6. Buy Your Tickets One At A Time
If you’re traveling with a group, you may think that it makes sense for everyone to buy their tickets on one credit card. However, you’ll get a better deal if you purchase the tickets one at a time. If you search for three or four tickets at a time, but only three are available at the cheapest price, then all four of the tickets will be bumped up to a higher price point. Once again, the airlines are in this to make money. So, get everyone to purchase their tickets separately, so you can save money on your trip overall.
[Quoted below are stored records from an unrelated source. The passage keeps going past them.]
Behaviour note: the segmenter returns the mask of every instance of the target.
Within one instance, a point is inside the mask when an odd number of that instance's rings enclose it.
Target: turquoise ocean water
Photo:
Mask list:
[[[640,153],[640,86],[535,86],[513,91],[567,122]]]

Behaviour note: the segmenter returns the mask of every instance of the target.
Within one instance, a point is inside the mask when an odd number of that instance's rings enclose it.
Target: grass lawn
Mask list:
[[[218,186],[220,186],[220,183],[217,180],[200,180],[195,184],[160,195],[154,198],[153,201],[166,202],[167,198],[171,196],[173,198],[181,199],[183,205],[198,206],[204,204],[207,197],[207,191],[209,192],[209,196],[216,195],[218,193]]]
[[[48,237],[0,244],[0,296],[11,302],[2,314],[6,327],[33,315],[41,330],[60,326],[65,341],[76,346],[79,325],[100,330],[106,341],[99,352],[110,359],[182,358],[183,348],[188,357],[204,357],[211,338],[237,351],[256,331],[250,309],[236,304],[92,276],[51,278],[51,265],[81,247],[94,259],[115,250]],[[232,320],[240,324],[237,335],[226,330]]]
5. Report Missing Luggage Right Away
If you discover that your luggage is missing, you should report it as soon as possible. Even if the lines are really long, it’s best to stick it out and make sure you talk to someone who can possibly help you recover your luggage. There’s a deadline for reporting stolen luggage. If you don’t report it within this time frame, there’s a good chance that you’ll never see your beloved items again. Looks like it’s true that flight attendants and airline workers take some of the valuable items from passengers’ luggage if the items are not claimed within a certain time-frame.
4. You Should Pay More Attention to the Flight Attendant
When you hear the announcement from the flight attendant to put up your tray tables, or you hear the signal that the lights are about to be dimmed, pay special attention. The cabin lights are dimmed so that your eyes will be accustomed to the dark in case you need to escape from the plane. The tray tables need to be upright so that the people next to you can get off the plane quickly if necessary. It’s also best to open your window shade, so that if the plane crashes, the firefighters can easily see inside the plane and start their rescue mission.
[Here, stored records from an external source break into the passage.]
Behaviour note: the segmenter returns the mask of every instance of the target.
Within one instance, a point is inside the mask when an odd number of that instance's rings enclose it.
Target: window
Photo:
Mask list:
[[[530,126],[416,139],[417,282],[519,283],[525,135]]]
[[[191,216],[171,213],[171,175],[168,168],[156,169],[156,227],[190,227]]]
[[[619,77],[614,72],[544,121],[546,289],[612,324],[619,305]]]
3. The Fuel Levels Are Usually Low
The fuel levels on a plane are usually pretty low. This saves the airlines a lot of money. However, it also means that if the weather is bad or there’s a delay in the flight for any reason, the plane will likely have to make an emergency landing. That’s code for “the plane is running out of gas.” Carrying lots of gas on the plane makes the aircraft heavier, and isn’t always the best choice money-wise. But, it’s pretty daunting to tell passengers that the plane’s gas tank is near empty, so the pilot usually says something like “we have to make an emergency landing for aircraft maintenance.”
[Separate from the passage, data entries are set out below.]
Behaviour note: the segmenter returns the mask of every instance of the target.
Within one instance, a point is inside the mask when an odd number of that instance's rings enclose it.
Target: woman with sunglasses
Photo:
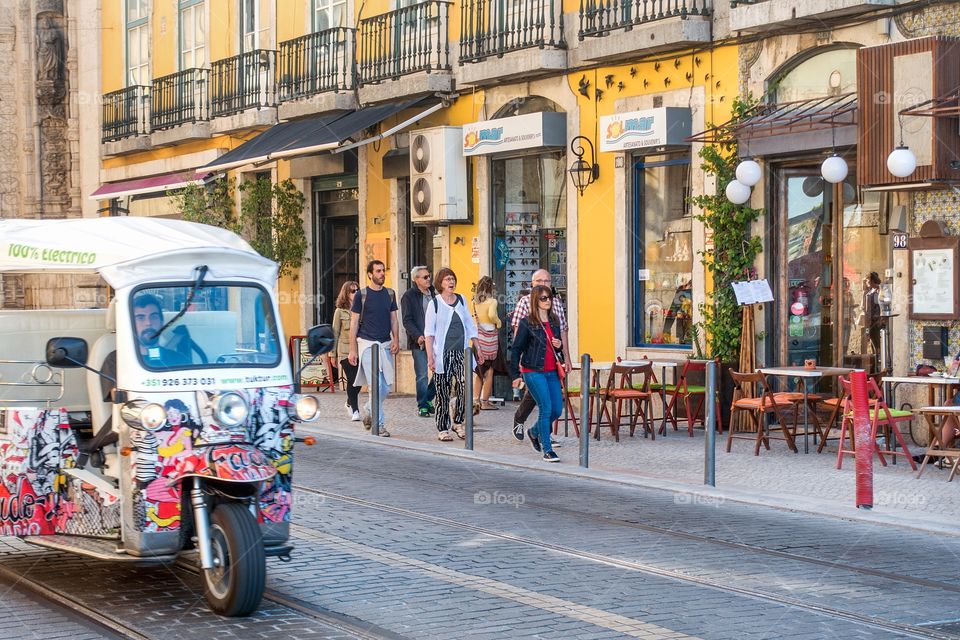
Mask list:
[[[514,388],[521,377],[537,403],[537,424],[527,430],[536,451],[543,451],[545,462],[560,462],[550,443],[553,422],[563,413],[563,394],[558,367],[563,363],[557,352],[560,341],[560,320],[553,312],[553,292],[537,285],[530,292],[530,314],[520,321],[513,339],[510,377]]]
[[[357,406],[360,387],[353,386],[353,381],[357,378],[357,367],[350,364],[350,307],[353,306],[353,298],[359,290],[360,285],[353,280],[343,283],[340,294],[337,296],[337,308],[333,312],[331,323],[333,336],[337,342],[337,362],[340,363],[340,370],[343,371],[347,381],[347,411],[353,422],[360,422],[360,410]]]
2. Pilots Aren’t Allowed to Eat Together
There are several airlines that don’t allow pilots who are flying together to eat their meals at the same time. In fact, the pilots have to eat at least an hour after or before one another, or they have to eat at two different restaurants. This is to ensure that if one pilot gets sick or is poisoned, there will still be a pilot to operate the aircraft. This is often seen as a safety precaution, but there’s no doubt that it can give passengers pause as well. Why would anyone want to poison the pilot? Do people have a negative view of pilots for some reason? Do people generally want to poison pilots and sabotage flights? And if so, why? Airlines don’t want you asking these questions, so they don’t really share the pilot eating rule with passengers.
1. Never Accept the First Voucher
When you’re offered a flight voucher, never accept the first one. The airlines will typically keep upping the value of the voucher until there are enough passengers who are willing to give up their seats. If the airline has to bump you to another flight and you didn’t agree to it, you can insist on getting a cash voucher. A number of airlines will even write you a check while you’re at the airport. Depending on how long your flight is delayed, or how much your original ticket costs, you could get up to $1,300 in vouchers, according to the U.S. Department of Transportation.